Who will power the back end of the emerging dot-com economy? That's the high-stakes IT war currently being waged, and without doubt, choosing a database platform is one of the most strategic battles. Ultimately, every significant business-to-business (B2B) or business-to-consumer (B2C) site on the Internet relies on database technology. Database vendors who establish a dominant position will reap the rewards, whereas vendors who can't capture market share in this game will be remembered as legacy.
For better or worse, right or wrong, the IT industry perceives that Oracle is the only game in town for meeting the scalability and reliability requirements of the incredibly stressful dot-com architecture. I've heard stories of venture-capital companies encouraging their pre-IPO startups to migrate from SQL Server to Oracle because "that's what the market expects." Part of this perception stems from the fact that SQL Server and Windows NT are relative newcomers to the enterprise database party. Some people look back fondly on "little SQL Server running on those cute little PCs." They haven't accepted that Microsoft server technology is all grown up now.
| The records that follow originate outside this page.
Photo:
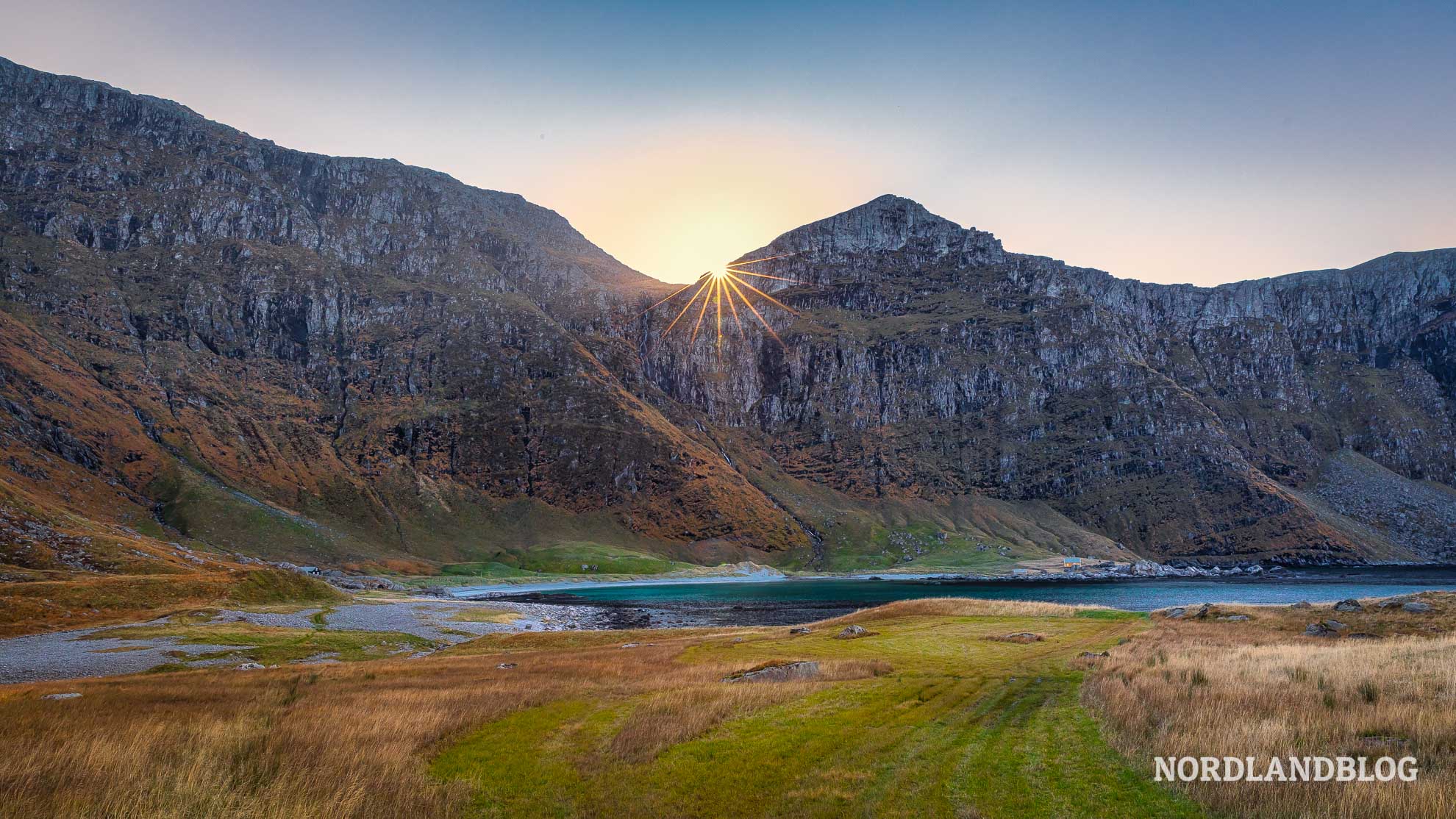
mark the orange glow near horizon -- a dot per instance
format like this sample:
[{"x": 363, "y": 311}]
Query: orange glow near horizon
[{"x": 689, "y": 199}]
Oracle’s questionable marketing statements feed this perception, too. For example, you've probably seen the full-page ad in which Oracle claims that 10 of the top 10 e-commerce sites run Oracle. But a recent PC Data survey listing the top 10 e-tailers ranked by number of buyers shows SQL Server with 6 of 10 spots, Oracle with 3 of 10 spots, and "other" with the remaining spot. The Oracle ad also mentions Dell.com by name, but as Barry Goffe, Microsoft product manager for SQL Server, points out, " ... they (Oracle) never actually claimed people on this list ran Oracle's database for their Web site.... Somewhere inside Dell, there's a copy of Oracle sitting on a shelf, while Dell.com is on SQL Server 7.0."
During the past few months, I've discussed SQL Server’s impressive benchmarks. But when push comes to shove, benchmarks are meaningless. The only thing that matters is whether it works for you. One way to answer that question is to build it and see, but that path is fraught with danger. A better solution is to see whether the proposed solution works for people just like you who are doing things just like you do.
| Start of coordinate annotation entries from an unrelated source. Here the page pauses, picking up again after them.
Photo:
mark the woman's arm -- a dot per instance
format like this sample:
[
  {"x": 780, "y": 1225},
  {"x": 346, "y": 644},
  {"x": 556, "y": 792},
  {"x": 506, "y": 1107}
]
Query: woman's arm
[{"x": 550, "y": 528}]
Can SQL Server handle the database needs of a dot-com market? Some of the most successful shopping sites on the Internet seem to think so. Heard of any of these sites?
(For more information, see Microsoft’s Web site.) Dell, Barnes’ and Noble, Eddie Bauer, Starbucks? The list goes on. We're not talking about Joe's Internet Widgets here. These are serious e-commerce sites with serious performance and uptime needs.
A recent study by Zona Research found that SQL Server is the most popular database source for host-based applications accessed through a Web server. According to Zona, SQL Server's Web server market penetration actually increased from 56 percent to 68 percent during fourth-quarter 1999.
Can SQL Server provide the power to keep your Web customers happy? Sixty-eight percent of the market seems to think so. That means your competitors might already be using SQL Server and Windows NT to achieve their business objectives with significant cost savings. Maybe you should, too?